What does it mean to be an American? A hero? A human being? I don’t believe that waiting twenty minutes in line at a Starbucks drive-thru with the engine running, ordering a five dollar coffee with a crown of whipped topping, then buying one for the next car, boasting about it on Facebook, and hoping you get 180 likes, is exactly the definition. Those two coffees you just paid for cost more than double what one of the teens in the play makes hourly at Taco Bell, in which they share with their mother, hoping to get the bills paid by the end of the month.
Education is the key, yet the US government spends roughly 12 billion annually on border control, with continued abuse and barbaric practices in the Southern US. What a remarkable contribution that money would make instead to educate immigrant families, find them homes and jobs here in this country.

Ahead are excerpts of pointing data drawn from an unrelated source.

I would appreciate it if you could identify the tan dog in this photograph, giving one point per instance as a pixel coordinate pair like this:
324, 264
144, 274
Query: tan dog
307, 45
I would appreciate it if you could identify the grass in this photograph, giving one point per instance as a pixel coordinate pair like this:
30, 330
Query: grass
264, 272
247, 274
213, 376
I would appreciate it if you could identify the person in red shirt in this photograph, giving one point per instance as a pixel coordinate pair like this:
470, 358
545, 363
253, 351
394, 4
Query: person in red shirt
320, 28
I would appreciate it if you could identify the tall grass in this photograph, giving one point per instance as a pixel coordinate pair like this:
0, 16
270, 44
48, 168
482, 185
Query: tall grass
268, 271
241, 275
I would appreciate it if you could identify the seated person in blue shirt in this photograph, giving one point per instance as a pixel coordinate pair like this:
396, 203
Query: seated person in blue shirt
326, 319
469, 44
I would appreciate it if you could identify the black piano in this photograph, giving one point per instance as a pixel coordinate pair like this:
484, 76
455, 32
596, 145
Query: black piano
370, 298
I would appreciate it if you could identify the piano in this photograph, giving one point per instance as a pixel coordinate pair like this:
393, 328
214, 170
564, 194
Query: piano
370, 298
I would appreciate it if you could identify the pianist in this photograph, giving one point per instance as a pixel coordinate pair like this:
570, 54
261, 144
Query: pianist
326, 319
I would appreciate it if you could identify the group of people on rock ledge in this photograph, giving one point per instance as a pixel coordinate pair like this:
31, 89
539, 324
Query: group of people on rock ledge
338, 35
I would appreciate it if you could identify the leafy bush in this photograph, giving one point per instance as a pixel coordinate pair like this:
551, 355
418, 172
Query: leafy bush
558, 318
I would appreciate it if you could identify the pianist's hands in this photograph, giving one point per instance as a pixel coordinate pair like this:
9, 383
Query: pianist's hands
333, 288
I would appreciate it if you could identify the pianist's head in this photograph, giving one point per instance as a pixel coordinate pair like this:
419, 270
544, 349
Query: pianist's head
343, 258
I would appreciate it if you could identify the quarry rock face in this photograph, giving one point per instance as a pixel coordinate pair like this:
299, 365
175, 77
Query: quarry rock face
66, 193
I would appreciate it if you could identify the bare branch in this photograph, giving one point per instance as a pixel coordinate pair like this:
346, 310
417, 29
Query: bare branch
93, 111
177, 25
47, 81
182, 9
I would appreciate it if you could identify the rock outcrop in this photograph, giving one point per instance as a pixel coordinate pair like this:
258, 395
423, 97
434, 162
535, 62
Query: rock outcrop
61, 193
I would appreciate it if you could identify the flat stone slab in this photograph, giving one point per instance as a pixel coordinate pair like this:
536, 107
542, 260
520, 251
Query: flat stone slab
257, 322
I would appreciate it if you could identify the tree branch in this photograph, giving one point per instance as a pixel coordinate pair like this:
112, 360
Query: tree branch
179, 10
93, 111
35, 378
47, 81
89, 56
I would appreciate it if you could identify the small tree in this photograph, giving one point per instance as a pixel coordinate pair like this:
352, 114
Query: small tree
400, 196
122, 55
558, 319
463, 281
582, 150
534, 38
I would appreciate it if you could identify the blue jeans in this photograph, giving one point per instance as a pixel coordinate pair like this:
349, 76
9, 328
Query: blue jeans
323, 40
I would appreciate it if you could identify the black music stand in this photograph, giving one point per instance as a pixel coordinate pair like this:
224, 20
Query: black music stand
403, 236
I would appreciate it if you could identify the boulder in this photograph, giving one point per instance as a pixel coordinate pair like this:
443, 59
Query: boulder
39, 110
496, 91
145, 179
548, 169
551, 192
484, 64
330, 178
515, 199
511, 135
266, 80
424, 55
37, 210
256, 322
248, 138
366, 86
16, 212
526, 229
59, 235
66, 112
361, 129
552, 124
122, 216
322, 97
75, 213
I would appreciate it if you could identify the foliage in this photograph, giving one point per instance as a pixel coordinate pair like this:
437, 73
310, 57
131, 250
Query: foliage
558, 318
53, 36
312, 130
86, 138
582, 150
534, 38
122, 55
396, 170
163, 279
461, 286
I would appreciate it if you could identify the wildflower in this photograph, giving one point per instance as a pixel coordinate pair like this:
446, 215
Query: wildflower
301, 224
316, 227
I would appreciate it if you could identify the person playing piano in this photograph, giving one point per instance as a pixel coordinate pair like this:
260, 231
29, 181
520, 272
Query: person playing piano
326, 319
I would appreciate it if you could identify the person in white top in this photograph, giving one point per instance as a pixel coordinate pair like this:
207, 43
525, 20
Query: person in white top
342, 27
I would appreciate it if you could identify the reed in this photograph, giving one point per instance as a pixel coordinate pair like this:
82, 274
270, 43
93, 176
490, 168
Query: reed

Love and humanity is in confronting racism, poverty and all that makes us squirm and look the other way out of discomfort. Excuses and delusion sweeps in and gives us reason to justify why we fail to embrace the uncomfortable, and instead look forward to what was added to the Netflix menu on our 55 inch flat screen.
I gazed down at my finished cupcakes-cute and promising sweetness. I suddenly felt ashamed. Here I stood in my semi-roomy kitchen, with cabinets and a refrigerator filled with mostly unnecessary food. I was bringing cupcakes to church, we’d add to the offering plate, dish out hugs and prayers and well, you know, “just doin’ my part.” I hold the door for people, shop at the Co-op for mostly organic and locally grown foods. I give a few bucks here and there to those in need, box up old clothes, not caring if there are stains, because after all, it’s a donation to charity. It’s all one big fat farce. I am a white, educated, middle class American and as full of fluff as the frosting on the cupcakes before me. I am failing at doing my part as a human being. As long as racism, victimization, discrimination, immigration hostility, violence, poverty, homelessness, and hungry children are sharing this country beside me, I might as well be a cupcake. When will a human life become more valuable than a dollar?
I will forever be haunted by the stories of the young heroes in which I had the honor to meet. My prayers go out to these children, that they never, ever give up and continue having their voices heard, regardless of what language they speak. They represent the future of America-by facing persecution, danger and risking their lives for freedom and a better life, entirely reminiscent of our forefathers.